Le Xème diner économique coorganisé par les Conseillers du Commerce extérieur, le Consulat Général de Munich avec le soutien du club économique franco-allemand de Bavière et d’Invest in Bavaria, avait cette fois pour sujet « La nouvelle vague des fusions franco-allemandes : l’intégration post-acquisition un facteur clé de succès ».

Pierre Lanapats, Consul Général de France à Munich, a dans son introduction mis en avant la signification et l’importance des rapprochements franco-allemands, en rappelant quelques chiffres de 2017 :  46 rachats de  sociétés françaises par des sociétés allemandes, 117 sociétés allemandes rachetées par des sociétés françaises, soit +8% de croissance par rapport à l’année précédente.

Sylvaine Bruneau, Présidente des CCEF Allemagne, a ensuite fait une présentation détaillée du rôle et des missions des CCEF depuis leur création en 1898. Après un mot d’introduction par le CCEF modérateur de la soirée, Alain Polgar, Suzanne Dilcher de Broglie, premier « key speaker » a introduit son propos sur les différences culturelles franco-allemandes par les significations de mots utilisés couramment dans l’entreprise tels Stratégie, Concept …, mots ayant une signification différente en allemand où les équivalents sémantiques ont un sens plus approfondi et « abouti ».  Dans le même ordre d’idée, le terme « se débrouiller » en français – sich durchwursteln en bavarois allemand – est  perçu comme une qualité en France, alors que la rigueur factuelle (Sachlichkeit) lui est opposée en Allemagne pour souligner les qualités d’un manager.

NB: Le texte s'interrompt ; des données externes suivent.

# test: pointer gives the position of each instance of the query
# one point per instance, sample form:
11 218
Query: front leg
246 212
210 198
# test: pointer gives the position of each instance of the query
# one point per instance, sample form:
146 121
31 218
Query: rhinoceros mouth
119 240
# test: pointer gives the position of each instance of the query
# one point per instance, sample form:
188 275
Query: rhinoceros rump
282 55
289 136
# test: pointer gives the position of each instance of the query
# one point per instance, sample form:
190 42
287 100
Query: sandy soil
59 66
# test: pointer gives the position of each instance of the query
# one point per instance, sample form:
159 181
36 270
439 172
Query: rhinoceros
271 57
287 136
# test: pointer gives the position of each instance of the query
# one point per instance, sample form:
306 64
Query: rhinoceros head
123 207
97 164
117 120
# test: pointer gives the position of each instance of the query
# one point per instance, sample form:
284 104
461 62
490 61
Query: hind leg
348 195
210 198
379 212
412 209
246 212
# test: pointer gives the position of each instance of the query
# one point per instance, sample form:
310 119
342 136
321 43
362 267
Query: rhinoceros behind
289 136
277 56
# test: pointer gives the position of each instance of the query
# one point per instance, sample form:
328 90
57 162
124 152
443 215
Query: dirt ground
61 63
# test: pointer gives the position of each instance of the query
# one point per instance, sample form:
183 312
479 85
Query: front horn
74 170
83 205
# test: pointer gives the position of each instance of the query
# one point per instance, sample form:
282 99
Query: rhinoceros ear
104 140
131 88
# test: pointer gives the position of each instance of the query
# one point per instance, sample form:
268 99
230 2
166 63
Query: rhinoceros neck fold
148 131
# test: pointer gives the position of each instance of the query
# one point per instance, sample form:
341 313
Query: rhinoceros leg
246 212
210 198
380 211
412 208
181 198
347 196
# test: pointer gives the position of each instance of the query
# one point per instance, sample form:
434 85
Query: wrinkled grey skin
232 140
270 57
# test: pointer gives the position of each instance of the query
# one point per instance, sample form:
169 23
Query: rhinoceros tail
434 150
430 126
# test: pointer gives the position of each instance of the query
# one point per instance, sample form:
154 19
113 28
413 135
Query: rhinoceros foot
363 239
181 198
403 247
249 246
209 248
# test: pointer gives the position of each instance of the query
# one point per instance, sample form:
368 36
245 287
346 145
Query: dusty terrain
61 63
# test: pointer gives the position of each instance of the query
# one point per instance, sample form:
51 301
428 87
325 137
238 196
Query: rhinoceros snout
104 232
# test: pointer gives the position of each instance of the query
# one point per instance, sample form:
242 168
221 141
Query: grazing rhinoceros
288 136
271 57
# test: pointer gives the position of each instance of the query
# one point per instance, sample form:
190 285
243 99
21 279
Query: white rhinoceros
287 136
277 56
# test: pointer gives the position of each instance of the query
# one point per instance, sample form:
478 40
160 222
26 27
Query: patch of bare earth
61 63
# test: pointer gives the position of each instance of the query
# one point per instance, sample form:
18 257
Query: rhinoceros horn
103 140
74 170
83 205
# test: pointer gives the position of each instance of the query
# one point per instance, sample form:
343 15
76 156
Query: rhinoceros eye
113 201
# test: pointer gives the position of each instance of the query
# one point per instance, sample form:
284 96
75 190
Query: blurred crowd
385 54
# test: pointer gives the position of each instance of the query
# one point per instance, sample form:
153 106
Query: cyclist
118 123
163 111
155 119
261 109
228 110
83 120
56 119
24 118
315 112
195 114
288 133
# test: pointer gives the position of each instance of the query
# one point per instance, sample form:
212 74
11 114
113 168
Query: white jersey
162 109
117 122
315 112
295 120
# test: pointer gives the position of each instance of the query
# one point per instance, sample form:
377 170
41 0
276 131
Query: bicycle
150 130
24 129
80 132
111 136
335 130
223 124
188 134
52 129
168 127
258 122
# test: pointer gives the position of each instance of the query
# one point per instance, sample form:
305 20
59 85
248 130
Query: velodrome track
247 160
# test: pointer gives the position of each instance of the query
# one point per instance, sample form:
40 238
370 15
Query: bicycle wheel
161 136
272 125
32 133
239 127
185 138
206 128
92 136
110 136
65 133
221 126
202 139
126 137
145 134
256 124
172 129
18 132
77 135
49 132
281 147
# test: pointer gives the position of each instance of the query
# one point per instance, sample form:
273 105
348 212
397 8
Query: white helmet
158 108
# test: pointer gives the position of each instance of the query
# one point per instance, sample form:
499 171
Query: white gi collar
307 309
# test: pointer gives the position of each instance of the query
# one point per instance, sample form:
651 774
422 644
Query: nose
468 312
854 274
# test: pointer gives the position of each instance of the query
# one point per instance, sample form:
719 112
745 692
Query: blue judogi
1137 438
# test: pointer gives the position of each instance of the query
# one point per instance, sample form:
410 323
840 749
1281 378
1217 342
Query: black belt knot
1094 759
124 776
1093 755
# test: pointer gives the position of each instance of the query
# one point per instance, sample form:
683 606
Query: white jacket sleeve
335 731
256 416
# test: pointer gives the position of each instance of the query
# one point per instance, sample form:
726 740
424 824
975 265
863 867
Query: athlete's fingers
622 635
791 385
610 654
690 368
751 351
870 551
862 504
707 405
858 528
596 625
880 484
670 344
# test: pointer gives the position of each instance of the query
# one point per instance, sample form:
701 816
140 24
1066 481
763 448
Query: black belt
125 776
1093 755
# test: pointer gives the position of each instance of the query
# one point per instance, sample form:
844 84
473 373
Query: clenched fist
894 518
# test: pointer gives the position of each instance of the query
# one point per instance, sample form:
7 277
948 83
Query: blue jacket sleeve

Emotion contre rigueur en quelque sorte.

Le second key speaker, Dominic Kurtaz, britannique et dirigeant la société RTT devenue 3DExcite GmbH suite au rachat en 2014 par Dassault Systèmes, met également l’accent sur ces différences culturelles, où les messages implicites et abstraits des dirigeants français ont mis du temps a être compris par 3DExcite. Dominic souligne qu’ils ont appris à apprécier cette forte autonomie dans l’expression des attentes et objectifs, ainsi que pour définir eux-mêmes, explicitement, leur vision de l’entreprise à … 20 ans.

La table ronde a mis en exergue des expériences franco-allemandes concordantes : Stéphane Stoll (CEO de Kraftanlagen Gruppe, rachetée au mois d’août 2018 par Bouygues Construction) dit avoir été surpris par la complexité de l’Allemagne et par la forte implication des partenaires sociaux dans la prise de décision.  M. Fabian Prüschenk, Managing Partner et CFO de Serviceplan, ayant intégré une société partenaire en France, insiste sur l’importance du respect et du partenariat d’égal à égal. Dr. Christoph Geiger de Siemens qui a eu à faire face à plusieurs acquisitions en France abonde en son sens.

Suzanne confirme que le succès d’une intégration dépend en premier lieu de la similarité des cultures d’entreprise, à ses yeux facteur plus important que les différences interculturelles.

Enfin, Bénédicte de Peretti a remercié les organiseurs de la soirée, en premier lieu Alain Polgar, Sylvie Poirier et Marc de Savigny, puis a fait une synthèse de la soirée. Les invités ont continué à échanger et ont eu l’occasion de parler avec les intervenants.